Nesta quarta-feira, no UFC de Barueri, o assédio às duas ring girls começou assim que elas pisaram no ginásio. Mesmo vestidas com um roupão, ambas chamaram atenção de quem já estava no local antes das lutas começarem. Simpáticas, elas acenaram para os fãs e até tiraram fotos com quem estava acomodado nas cadeiras mais próximas ao octógono.

Sentadas lado a lado, Camila e Jhenny conversam bastante, mas mostram ter comportamentos diferentes no início. A primeira, mais experiente, parecia mais fria diante das lutas e mais à vontade com o assédio do público. Já Jhenny, que fazia apenas seu terceiro evento pelo UFC, foi vista mais de uma vez com a mão no rosto e assustada com os golpes sofridos por brasileiros, como no nocaute sofrido por Iliarde Santos. Ela também demorou mais para se soltar diante do assédio da torcida e sempre parecia mais inquieta - tanto que ameaçou dançar sentada até quando tocou uma música de propaganda, no intervalo entre as lutas.

As brincadeiras dos fãs foram um show à parte no UFC Barueri. A própria Jhenny, por exemplo, foi pedida em casamento por um fã, que aproveitava os momentos de silêncio nas lutas para chamar atenção da ring girl. Ela identificou o rapaz que fazia isso, mas apenas sorriu e não respondeu se vai topar o noivado. Pouco tempo depois, Camila também foi surpreendida com um grito de "eu te amo", que quase lhe arrancou gargalhadas, mas provavelmente não a fez suspirar.

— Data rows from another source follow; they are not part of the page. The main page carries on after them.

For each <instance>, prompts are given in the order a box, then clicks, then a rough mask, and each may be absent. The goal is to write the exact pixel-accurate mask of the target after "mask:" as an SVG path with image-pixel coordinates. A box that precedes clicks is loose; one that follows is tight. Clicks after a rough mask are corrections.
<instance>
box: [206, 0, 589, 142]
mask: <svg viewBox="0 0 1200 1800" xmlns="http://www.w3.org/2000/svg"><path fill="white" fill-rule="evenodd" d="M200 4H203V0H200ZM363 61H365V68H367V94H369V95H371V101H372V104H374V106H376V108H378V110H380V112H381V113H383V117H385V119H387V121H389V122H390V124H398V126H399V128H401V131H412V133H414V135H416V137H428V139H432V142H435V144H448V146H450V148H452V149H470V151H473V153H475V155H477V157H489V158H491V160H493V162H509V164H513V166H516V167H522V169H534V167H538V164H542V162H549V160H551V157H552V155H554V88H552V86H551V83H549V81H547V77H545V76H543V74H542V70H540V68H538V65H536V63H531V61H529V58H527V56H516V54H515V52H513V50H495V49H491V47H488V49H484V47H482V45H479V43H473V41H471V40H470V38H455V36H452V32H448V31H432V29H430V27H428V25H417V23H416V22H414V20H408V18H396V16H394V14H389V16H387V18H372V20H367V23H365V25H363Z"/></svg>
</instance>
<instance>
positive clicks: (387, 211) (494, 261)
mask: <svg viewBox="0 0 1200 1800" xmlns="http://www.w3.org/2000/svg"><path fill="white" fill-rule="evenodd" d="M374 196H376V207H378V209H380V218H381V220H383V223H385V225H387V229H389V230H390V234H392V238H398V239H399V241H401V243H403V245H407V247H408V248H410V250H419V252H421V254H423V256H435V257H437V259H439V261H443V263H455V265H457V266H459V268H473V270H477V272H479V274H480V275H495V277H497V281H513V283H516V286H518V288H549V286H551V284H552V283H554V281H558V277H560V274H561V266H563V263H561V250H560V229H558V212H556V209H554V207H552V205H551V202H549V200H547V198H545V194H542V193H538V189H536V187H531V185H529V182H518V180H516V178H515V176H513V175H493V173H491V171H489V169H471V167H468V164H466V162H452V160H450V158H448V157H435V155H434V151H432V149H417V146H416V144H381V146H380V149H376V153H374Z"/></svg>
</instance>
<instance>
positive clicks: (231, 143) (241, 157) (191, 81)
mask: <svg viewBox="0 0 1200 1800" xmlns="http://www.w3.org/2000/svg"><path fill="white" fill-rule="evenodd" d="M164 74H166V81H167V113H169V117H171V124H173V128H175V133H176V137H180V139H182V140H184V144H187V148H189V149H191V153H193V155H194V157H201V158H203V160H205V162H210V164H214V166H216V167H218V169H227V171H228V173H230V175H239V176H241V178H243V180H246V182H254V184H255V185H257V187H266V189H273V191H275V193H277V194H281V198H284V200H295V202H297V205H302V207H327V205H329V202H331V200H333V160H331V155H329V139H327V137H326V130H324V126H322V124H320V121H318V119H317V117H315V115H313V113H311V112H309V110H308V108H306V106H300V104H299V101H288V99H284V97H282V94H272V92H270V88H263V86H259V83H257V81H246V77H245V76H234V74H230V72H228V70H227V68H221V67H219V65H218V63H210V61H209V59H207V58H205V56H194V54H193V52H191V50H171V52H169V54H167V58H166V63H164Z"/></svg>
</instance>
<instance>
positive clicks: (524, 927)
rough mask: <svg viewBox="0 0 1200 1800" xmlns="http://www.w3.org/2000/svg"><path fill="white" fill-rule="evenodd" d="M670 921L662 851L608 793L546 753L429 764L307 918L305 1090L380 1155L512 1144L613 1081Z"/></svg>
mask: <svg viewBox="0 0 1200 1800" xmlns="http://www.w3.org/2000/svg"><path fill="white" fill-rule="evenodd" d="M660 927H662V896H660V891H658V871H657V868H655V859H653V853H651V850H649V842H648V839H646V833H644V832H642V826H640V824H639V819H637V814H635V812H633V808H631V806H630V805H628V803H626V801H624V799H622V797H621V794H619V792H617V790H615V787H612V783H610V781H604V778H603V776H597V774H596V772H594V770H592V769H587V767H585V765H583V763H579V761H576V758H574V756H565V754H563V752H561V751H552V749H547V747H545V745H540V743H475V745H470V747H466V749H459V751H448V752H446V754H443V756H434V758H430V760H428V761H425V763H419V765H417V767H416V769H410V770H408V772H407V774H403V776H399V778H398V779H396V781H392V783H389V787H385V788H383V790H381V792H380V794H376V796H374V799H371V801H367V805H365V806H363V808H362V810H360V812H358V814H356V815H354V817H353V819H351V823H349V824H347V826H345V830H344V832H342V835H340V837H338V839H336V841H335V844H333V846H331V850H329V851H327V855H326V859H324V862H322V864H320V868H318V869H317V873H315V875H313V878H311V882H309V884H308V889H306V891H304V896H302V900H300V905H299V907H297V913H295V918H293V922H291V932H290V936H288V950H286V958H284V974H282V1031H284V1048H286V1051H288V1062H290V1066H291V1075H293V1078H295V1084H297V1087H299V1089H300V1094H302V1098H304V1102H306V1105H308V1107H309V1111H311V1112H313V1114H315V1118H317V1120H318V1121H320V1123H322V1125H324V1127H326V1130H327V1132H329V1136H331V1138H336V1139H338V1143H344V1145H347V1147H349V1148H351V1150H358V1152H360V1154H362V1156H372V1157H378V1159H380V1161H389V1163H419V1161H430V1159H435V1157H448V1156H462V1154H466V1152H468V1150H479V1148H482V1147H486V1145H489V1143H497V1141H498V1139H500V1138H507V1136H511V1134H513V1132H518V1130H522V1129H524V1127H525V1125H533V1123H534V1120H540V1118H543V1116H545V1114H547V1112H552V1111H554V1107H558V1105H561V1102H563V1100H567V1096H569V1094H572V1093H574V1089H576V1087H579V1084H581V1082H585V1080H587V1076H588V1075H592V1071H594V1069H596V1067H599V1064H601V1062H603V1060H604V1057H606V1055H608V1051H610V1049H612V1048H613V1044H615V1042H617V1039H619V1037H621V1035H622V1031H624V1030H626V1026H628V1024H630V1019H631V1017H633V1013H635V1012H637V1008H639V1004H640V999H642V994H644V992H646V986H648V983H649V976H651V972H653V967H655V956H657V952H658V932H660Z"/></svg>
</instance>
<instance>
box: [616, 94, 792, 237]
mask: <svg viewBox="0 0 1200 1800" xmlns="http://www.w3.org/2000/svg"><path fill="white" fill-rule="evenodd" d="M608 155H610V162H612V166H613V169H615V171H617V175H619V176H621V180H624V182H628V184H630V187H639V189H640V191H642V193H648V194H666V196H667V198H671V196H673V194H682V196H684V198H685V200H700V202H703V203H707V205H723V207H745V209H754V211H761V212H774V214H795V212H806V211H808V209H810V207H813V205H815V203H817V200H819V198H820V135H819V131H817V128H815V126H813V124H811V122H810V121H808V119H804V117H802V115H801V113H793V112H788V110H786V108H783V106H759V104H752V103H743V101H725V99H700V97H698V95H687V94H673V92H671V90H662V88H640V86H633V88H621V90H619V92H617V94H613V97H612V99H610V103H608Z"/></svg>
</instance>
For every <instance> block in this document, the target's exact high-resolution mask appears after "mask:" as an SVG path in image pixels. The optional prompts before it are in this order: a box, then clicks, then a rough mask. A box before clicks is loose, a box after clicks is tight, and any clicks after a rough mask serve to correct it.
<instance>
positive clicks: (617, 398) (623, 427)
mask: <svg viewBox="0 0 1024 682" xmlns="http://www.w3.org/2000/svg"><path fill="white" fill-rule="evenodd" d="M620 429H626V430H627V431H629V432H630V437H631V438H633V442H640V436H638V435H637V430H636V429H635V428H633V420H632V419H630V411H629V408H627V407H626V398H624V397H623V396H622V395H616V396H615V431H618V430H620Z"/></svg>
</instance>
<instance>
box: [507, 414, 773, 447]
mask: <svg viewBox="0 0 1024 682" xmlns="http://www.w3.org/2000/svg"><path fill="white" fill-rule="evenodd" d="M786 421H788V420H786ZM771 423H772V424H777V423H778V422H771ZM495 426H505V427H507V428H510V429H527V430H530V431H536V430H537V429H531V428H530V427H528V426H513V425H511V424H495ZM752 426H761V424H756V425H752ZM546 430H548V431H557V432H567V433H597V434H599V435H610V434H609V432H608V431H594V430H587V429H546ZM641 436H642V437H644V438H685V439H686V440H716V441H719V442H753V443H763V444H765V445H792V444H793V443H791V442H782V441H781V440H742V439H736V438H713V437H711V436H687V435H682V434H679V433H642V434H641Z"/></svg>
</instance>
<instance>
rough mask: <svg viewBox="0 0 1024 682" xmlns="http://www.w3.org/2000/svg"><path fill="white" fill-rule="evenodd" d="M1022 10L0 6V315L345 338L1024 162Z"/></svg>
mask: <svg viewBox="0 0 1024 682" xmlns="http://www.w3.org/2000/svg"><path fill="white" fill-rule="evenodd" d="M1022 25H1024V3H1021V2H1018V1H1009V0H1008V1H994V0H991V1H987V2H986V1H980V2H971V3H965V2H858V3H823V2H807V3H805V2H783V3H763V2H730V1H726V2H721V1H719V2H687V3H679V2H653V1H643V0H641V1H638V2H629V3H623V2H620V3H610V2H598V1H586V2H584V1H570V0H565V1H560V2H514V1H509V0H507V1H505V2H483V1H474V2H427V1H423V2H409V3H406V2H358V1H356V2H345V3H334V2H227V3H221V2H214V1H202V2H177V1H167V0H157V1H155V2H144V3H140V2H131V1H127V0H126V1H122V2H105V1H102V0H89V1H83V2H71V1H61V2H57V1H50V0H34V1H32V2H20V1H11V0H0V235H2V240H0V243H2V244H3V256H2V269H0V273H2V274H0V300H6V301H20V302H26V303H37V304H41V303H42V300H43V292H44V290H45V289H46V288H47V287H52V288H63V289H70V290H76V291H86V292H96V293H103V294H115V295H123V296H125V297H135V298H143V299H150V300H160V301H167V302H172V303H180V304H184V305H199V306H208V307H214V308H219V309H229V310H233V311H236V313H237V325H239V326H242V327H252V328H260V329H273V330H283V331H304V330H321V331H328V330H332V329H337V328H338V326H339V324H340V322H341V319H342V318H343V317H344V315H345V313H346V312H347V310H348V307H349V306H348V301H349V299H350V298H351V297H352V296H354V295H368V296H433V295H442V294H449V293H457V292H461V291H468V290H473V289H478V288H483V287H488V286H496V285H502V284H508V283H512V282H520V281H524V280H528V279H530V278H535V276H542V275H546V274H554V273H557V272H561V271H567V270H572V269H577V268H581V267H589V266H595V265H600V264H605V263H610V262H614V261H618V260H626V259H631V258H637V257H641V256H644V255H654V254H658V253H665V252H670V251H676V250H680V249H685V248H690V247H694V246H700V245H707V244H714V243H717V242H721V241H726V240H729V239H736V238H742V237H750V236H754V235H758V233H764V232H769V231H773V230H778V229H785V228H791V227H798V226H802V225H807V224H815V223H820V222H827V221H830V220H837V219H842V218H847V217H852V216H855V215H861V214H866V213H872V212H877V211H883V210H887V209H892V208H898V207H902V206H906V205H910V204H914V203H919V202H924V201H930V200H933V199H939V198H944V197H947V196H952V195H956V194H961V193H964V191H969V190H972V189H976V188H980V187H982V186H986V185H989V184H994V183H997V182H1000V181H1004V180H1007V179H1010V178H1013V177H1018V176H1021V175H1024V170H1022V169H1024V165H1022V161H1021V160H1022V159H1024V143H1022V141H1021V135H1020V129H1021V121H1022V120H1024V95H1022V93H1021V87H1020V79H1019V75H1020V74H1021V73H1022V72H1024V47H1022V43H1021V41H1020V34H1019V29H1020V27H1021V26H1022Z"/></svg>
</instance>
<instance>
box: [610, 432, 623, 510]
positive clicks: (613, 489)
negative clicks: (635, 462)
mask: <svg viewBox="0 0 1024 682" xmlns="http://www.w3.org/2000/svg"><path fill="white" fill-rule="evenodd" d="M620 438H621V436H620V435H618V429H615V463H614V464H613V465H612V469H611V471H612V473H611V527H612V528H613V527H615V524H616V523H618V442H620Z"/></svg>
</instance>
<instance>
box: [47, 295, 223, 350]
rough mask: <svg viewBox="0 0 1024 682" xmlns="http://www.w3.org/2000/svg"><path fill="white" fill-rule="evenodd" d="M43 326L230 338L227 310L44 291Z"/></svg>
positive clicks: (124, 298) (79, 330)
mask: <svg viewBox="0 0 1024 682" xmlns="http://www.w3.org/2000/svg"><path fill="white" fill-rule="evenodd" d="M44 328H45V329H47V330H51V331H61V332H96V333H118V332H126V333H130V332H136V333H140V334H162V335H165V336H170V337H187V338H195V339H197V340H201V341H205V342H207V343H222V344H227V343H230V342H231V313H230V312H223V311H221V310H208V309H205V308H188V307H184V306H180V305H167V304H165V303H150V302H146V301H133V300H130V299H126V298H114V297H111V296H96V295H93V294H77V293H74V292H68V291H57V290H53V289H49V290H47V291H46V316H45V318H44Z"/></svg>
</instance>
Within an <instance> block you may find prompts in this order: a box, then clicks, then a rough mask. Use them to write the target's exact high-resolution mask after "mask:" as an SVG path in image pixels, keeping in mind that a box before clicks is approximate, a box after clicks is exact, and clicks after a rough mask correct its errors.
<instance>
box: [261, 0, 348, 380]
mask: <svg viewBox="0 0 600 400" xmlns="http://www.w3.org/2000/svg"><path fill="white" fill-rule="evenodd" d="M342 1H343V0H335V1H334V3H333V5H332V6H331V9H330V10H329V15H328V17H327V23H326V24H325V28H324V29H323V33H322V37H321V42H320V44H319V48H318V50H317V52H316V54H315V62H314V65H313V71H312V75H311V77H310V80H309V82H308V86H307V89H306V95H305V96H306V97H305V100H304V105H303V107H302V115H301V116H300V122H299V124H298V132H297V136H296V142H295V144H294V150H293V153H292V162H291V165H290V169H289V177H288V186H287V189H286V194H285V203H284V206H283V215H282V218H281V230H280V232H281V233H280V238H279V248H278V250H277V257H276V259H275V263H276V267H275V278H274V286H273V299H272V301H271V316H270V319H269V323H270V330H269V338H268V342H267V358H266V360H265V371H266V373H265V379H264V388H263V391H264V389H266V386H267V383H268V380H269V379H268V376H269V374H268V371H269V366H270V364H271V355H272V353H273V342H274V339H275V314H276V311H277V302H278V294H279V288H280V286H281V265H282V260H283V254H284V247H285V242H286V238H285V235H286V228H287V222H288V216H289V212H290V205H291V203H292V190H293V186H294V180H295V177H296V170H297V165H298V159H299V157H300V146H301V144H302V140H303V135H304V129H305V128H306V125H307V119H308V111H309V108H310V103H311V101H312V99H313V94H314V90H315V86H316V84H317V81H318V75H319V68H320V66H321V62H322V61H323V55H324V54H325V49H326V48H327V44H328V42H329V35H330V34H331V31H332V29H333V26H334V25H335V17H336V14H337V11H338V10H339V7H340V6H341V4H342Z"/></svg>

Mas nem sempre as ring girls estavam 100% atentas ao que acontecia no ginásio. As duas guardaram celulares nos bolsos dos seus roupões e, entre as lutas, aproveitavam para responder mensagens discretamente. Apesar disso, elas não se distraíram a ponto de perder o tempo de entrada no octógono. Repetiram corretamente o ritual diversas vezes: tiraram o roupão, arrumaram o cabelo e o pequeno short, pegaram a placa e apareceram para as câmeras. Só depois voltaram aos momentos de menos visibilidade, com agonia, assédio e também distração.